Lapidi a Srebrenica (Ansa)

piccola posta

La rete di Irfanka, nel segno della solidarietà e del ricordo di Srebrenica

Adriano Sofri

Una vita dedicata a soccorrere i profughi del genocidio. Lei e i suoi sono riusciti a dare una famiglia a migliaia di bambine e bambini, e una casa agli orfani che raggiungevano la maggiore età. È morta due giorni fa

Irfanka Pašagić è nata a Srebrenica nel 1953. E’ morta a Tuzla due giorni fa.

“Nei villaggi e nelle piccole comunità vivono le persone che sanno com’è stato. Ci sarà bisogno di tempo per dare, sia da una parte che dall’altra, un nome certo a tutti i carnefici. E a chi nei momenti peggiori è rimasto uomo. Ci sarà bisogno di tempo per riconoscere le vittime e far sì che gli uni agli altri dicano e sentano che gli dispiace. E quando ciò avverrà potranno dire di aver vinto. Il passato non può essere dimenticato. E non deve. Per andare avanti le lezioni del passato possono essere una bussola. Per indicare come si deve e come non si deve fare. Perché se di nuovo seppelliamo la verità e se la giustizia non raggiunge coloro che hanno compiuto il male, diamo di nuovo la possibilità che qualcun altro, sulle ferite mai guarite del passato, uccida altre nuove Srebrenica. Nel frattempo è necessario aiutarli a costruire. Insieme”.
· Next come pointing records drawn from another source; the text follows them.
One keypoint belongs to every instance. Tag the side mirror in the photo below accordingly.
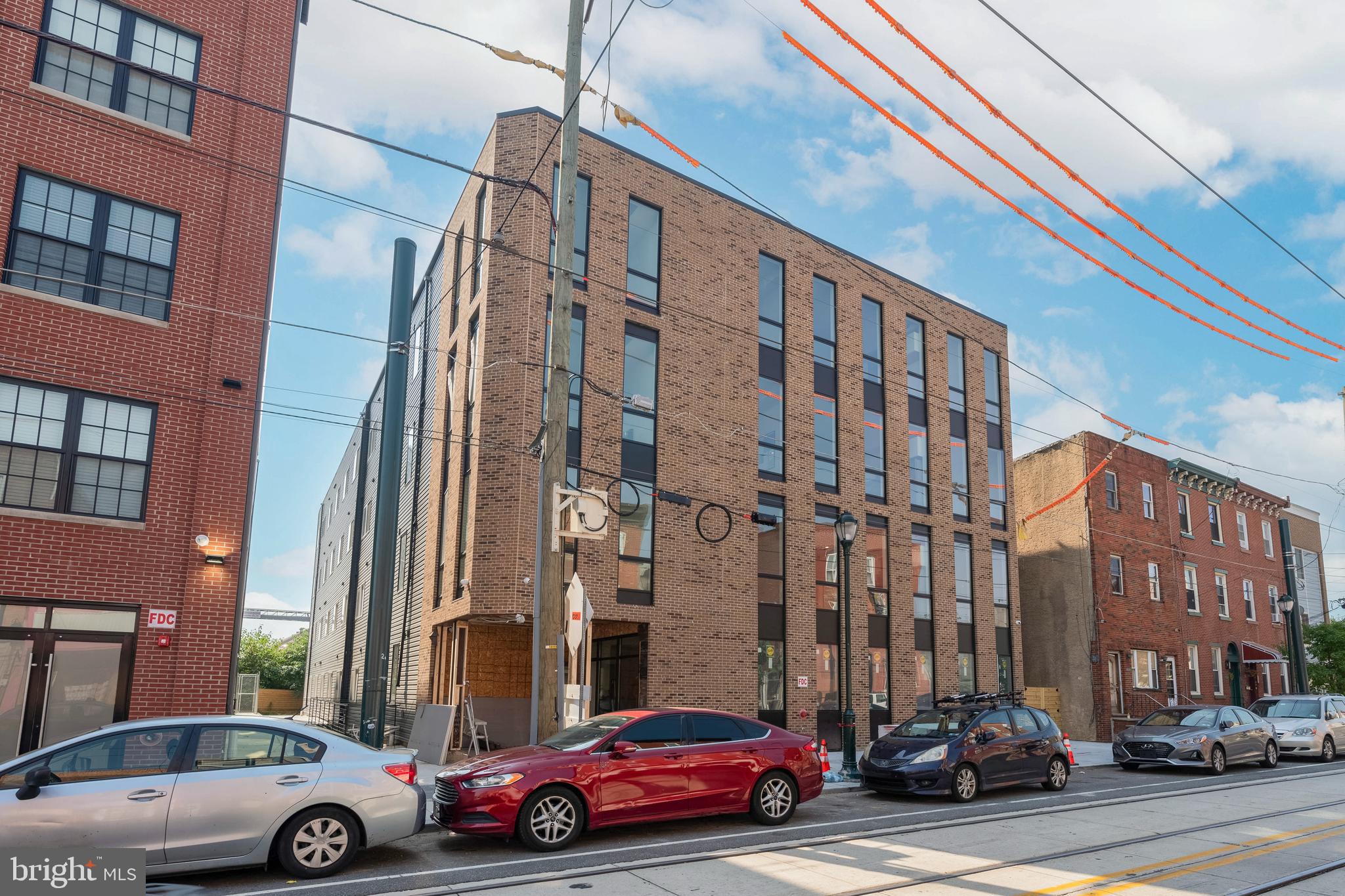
(33, 782)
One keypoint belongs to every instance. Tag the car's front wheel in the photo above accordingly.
(318, 843)
(550, 820)
(1218, 761)
(774, 798)
(1271, 756)
(1057, 774)
(966, 784)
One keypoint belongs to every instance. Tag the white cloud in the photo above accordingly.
(347, 247)
(291, 565)
(911, 254)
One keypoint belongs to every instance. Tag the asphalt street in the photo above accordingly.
(436, 859)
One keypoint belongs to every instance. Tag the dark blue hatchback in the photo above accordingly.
(967, 743)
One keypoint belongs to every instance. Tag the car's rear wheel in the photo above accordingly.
(966, 784)
(1271, 756)
(318, 843)
(550, 820)
(1218, 761)
(1057, 774)
(774, 798)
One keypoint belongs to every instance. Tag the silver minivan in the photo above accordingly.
(213, 792)
(1306, 725)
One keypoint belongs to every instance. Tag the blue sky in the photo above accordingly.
(1248, 97)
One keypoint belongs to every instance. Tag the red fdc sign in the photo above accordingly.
(162, 618)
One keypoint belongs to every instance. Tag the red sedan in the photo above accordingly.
(634, 766)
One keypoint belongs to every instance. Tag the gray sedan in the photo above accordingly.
(1196, 736)
(213, 792)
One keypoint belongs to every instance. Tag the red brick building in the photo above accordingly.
(139, 233)
(1146, 585)
(778, 375)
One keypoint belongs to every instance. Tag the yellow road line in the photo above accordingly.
(1204, 853)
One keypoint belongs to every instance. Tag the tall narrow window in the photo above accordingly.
(825, 383)
(1000, 594)
(771, 608)
(923, 603)
(127, 35)
(635, 542)
(770, 367)
(958, 429)
(998, 473)
(643, 236)
(880, 639)
(467, 488)
(579, 263)
(917, 417)
(875, 438)
(1192, 589)
(962, 580)
(573, 438)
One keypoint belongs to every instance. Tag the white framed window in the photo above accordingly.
(1192, 589)
(1145, 668)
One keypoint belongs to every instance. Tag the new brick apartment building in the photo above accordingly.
(139, 226)
(778, 372)
(1147, 585)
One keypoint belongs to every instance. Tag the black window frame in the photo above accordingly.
(631, 299)
(70, 452)
(97, 246)
(124, 65)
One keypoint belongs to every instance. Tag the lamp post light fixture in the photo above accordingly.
(847, 528)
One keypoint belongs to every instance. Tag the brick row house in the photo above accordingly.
(775, 373)
(1160, 581)
(137, 254)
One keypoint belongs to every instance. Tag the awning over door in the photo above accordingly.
(1255, 653)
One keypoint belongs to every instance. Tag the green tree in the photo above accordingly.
(278, 664)
(1327, 647)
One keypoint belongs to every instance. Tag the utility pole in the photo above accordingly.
(550, 633)
(377, 645)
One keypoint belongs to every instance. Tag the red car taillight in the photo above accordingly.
(403, 771)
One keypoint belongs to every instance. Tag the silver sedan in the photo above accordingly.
(1208, 738)
(213, 792)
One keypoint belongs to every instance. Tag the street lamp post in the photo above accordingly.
(847, 528)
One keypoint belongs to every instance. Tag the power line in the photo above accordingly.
(1161, 148)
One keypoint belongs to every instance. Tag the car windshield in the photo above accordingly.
(1201, 717)
(1287, 708)
(938, 723)
(585, 734)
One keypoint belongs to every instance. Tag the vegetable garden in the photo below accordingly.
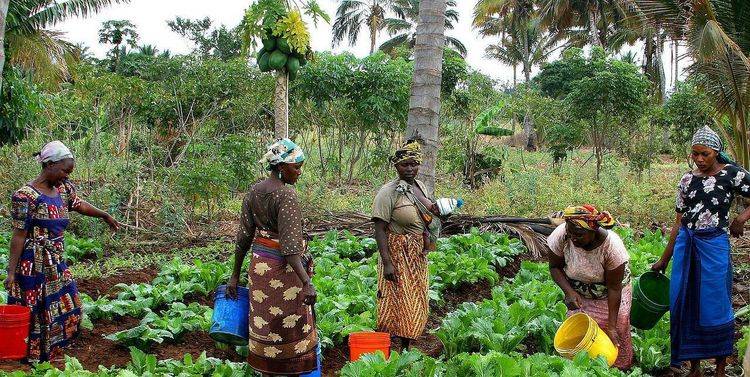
(508, 333)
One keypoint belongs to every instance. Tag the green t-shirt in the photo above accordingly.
(397, 210)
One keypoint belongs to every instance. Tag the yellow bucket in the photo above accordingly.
(581, 333)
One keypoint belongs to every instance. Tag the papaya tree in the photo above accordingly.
(277, 26)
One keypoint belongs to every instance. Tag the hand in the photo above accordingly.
(113, 224)
(660, 266)
(612, 334)
(737, 228)
(573, 300)
(309, 294)
(10, 280)
(232, 287)
(389, 272)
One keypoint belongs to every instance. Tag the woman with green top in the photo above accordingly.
(405, 224)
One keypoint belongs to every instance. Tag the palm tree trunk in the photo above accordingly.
(373, 33)
(424, 103)
(3, 13)
(594, 25)
(281, 106)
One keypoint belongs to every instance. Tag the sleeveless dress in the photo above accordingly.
(43, 281)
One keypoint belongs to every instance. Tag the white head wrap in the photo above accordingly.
(54, 151)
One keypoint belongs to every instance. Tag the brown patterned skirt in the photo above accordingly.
(403, 305)
(283, 338)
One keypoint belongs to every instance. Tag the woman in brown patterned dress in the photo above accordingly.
(402, 213)
(283, 339)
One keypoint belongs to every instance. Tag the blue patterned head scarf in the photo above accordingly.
(708, 137)
(283, 151)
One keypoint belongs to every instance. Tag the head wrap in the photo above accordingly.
(53, 151)
(588, 217)
(283, 151)
(412, 150)
(708, 137)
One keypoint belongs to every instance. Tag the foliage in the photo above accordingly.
(221, 43)
(22, 104)
(78, 248)
(413, 363)
(687, 110)
(607, 95)
(170, 324)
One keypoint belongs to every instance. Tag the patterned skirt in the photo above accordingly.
(403, 305)
(44, 283)
(283, 337)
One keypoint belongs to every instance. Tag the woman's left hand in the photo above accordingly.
(737, 228)
(113, 224)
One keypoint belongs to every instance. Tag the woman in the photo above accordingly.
(283, 338)
(404, 230)
(702, 321)
(590, 264)
(37, 274)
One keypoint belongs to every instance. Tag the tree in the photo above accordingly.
(609, 101)
(281, 19)
(29, 44)
(117, 33)
(424, 103)
(352, 15)
(3, 14)
(717, 36)
(221, 43)
(402, 26)
(600, 18)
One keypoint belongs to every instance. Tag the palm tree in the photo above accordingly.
(424, 102)
(34, 48)
(117, 32)
(352, 15)
(529, 47)
(3, 15)
(717, 37)
(148, 50)
(600, 18)
(407, 15)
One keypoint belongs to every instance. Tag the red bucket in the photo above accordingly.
(14, 330)
(368, 342)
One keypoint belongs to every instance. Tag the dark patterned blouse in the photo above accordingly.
(704, 201)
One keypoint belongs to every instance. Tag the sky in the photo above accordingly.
(150, 18)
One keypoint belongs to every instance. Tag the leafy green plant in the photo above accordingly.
(141, 336)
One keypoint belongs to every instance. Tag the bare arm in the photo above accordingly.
(17, 241)
(663, 262)
(385, 256)
(245, 236)
(85, 208)
(307, 288)
(613, 279)
(556, 265)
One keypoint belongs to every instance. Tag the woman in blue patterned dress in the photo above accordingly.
(37, 274)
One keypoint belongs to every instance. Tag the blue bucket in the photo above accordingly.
(230, 319)
(315, 373)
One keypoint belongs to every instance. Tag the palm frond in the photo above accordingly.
(30, 15)
(457, 45)
(44, 54)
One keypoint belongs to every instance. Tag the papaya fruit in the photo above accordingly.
(277, 60)
(264, 62)
(269, 42)
(283, 46)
E’ un testo di Irfanka. Ha studiato a Sarajevo e Zagabria, ha preso la specializzazione in neuropsichiatria, è tornata a lavorare nella sua città natale, dove è rimasta fino all’aprile 1992. Nel corso della prima ondata di pulizie etniche è stata deportata, raggiungendo dopo varie traversie la città bosniaca di Tuzla. Lì, nel 1993, Irfanka ha fondato il centro “Tuzlanska Amica”, nell’ambito della rete internazionale “Ponti di donne tra i confini”. A Tuzla, dopo la caduta e il mattatoio di Srebrenica nel luglio del 1995, arrivò una nuova ondata di profughi stremati e disperati, in gran maggioranza donne e bambini, vedove e orfani. Da allora, soprattutto grazie a un progetto di “adozione a distanza”, Irfanka e i suoi sono riusciti a dare una famiglia a migliaia di bambine e bambini, e una casa agli orfani che raggiungevano la maggiore età.
Grazie all’organizzazione olandese “Mala Sirena”, Irfanka Pašagić aveva realizzato un team mobile, per andare a cercare e assistere nelle campagne, tra gli oltre 250.000 profughi alloggiati precariamente nel distretto di Tuzla e Srebrenica, i casi più difficili e nascosti, dapprima con un aiuto umanitario, poi con un intervento anche psicologico per i componenti più vulnerabili delle famiglie. Soprattutto per donne e bambini vittime di violenza.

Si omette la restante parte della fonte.